Academic looks at protest vs. partnership on campuses

Maria Servold

On the day University of Missouri President Timothy Wolfe resigned in response to a serious of student protests, complaints, and strikes, I was set to teach two journalism classes.

As I prepared for the first class, I printed copies of news reports about the events taking place at Mizzou and planned to let my students spend some of their class periods discussing the First Amendment — particularly the freedoms of speech and of the press.

Looking back, I realize how grateful I should be that my mature, curious students were able to have a thought-provoking and, at times, heated debate that day about freedom of speech, the press, race, and the future of higher education in the United States.

My role that day (and every day I teach) was not to preach, point, or persuade — it was to inform, guide and encourage. The real magic in my classes that day didn’t come from me, but rather, from my students, after we read through several news reports and reviewed rights of the press.

I am blessed to have students who are not afraid of ideas and who respect their peers enough that they will neither shout racial epithets nor refuse to discuss another’s opposing opinion. Both of those actions, driven by fear, have no place on a college campus, where a spirit of partnership should reign.

This spirit of working together toward a common goal, seeking knowledge together for the benefit of all, and the pursuit of the true good, rather than the merely comfortable — that is what makes university life special, and the protests at Mizzou were a distortion of this goal.
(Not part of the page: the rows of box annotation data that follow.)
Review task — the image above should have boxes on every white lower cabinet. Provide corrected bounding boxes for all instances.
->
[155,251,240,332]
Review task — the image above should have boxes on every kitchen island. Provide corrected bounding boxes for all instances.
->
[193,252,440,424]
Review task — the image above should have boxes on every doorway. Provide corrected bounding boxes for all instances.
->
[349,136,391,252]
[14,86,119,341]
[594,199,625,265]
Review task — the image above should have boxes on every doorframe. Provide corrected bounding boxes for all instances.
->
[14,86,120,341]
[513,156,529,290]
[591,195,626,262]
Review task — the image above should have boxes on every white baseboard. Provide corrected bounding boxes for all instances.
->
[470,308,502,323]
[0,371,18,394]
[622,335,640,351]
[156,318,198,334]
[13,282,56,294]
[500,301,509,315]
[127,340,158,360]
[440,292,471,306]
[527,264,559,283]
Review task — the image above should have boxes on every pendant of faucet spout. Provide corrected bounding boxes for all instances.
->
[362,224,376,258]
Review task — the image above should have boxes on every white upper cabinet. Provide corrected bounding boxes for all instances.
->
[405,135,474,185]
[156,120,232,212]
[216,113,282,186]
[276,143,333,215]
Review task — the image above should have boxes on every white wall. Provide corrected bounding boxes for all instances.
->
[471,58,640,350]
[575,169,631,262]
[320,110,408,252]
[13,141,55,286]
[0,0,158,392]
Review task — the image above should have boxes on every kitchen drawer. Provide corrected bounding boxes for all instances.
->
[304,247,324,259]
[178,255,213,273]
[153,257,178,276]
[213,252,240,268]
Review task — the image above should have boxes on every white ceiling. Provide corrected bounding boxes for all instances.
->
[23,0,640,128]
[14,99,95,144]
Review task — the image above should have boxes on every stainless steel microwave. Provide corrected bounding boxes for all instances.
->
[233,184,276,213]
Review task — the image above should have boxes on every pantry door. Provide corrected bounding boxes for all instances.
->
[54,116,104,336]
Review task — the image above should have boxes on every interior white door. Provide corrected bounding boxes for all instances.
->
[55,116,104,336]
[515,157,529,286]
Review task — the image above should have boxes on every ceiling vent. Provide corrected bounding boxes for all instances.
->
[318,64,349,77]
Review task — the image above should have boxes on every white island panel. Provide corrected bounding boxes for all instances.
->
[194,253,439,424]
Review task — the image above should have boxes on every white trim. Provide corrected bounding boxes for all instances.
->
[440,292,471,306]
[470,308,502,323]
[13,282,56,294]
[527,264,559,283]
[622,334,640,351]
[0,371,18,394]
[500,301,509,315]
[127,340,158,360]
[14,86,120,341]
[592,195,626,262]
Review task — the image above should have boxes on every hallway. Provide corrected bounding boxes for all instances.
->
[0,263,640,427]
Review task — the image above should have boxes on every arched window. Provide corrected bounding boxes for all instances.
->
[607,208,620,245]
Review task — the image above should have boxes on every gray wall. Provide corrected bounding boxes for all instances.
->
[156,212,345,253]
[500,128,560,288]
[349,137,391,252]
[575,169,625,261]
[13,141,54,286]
The students at Yale University who berated a professor for encouraging, of all things, measured thought and maturity about Halloween costumes, and those at Mizzou who rejected a photographer’s defense of the very Constitutional principles that gave them their freedom to hold signs and shout are an embarrassment to those students who take their education seriously. Let us hope that there are plenty of college students who respect themselves and their peers enough to be able to discuss big ideas without finding every opportunity to turn those ideas into weapons, as the protesters are wont to do.

There are several beacons of hope on this count: the recently formed Princeton Open Campus Coalition is one example. Its Facebook page states: “Protecting diversity of thought and the right of all students to advance their academic and personal convictions in a manner free from intimidation.” Let us hope that the group succeeds in promoting liberty.
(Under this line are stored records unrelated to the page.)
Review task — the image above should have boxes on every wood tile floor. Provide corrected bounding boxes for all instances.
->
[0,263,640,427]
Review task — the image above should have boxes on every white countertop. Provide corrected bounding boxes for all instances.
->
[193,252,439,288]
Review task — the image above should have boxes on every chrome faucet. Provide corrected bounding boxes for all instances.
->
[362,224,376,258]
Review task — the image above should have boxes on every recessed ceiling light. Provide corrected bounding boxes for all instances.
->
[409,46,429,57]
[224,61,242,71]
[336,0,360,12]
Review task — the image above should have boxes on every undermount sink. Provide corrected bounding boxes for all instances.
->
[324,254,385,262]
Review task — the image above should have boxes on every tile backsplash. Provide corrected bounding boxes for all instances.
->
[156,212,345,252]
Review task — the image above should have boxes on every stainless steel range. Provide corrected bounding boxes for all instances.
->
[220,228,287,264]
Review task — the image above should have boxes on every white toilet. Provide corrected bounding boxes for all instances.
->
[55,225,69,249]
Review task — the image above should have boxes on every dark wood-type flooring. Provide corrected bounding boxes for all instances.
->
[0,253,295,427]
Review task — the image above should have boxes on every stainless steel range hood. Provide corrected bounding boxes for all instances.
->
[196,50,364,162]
As for the professors who spend days and weeks trying to find the best way to develop the minds of our college students, our best bet is to show them the respect all human beings deserve. We should especially encourage the free discussion of big, sometimes uncomfortable ideas and, by allowing students to wrestle with these concepts in one of the safest of all safe places, the American university classroom, develop the next generation of great thinkers.

During the heat of the Mizzou protests, one of my students asked: “What ever happened to: ‘Sticks and stones may break my bones, but words will never hurt me?’ ”

If only student protesters would meditate on that old adage, they may find that it becomes a stronger, better mantra than many other “hashtag-worthy” phrases they scrawl on protest signs. Then, perhaps, we could start having real discussions about big ideas and find ways to improve the lives of all Americans.

Maria Servold is the assistant director of the Dow Journalism Program at Hillsdale College.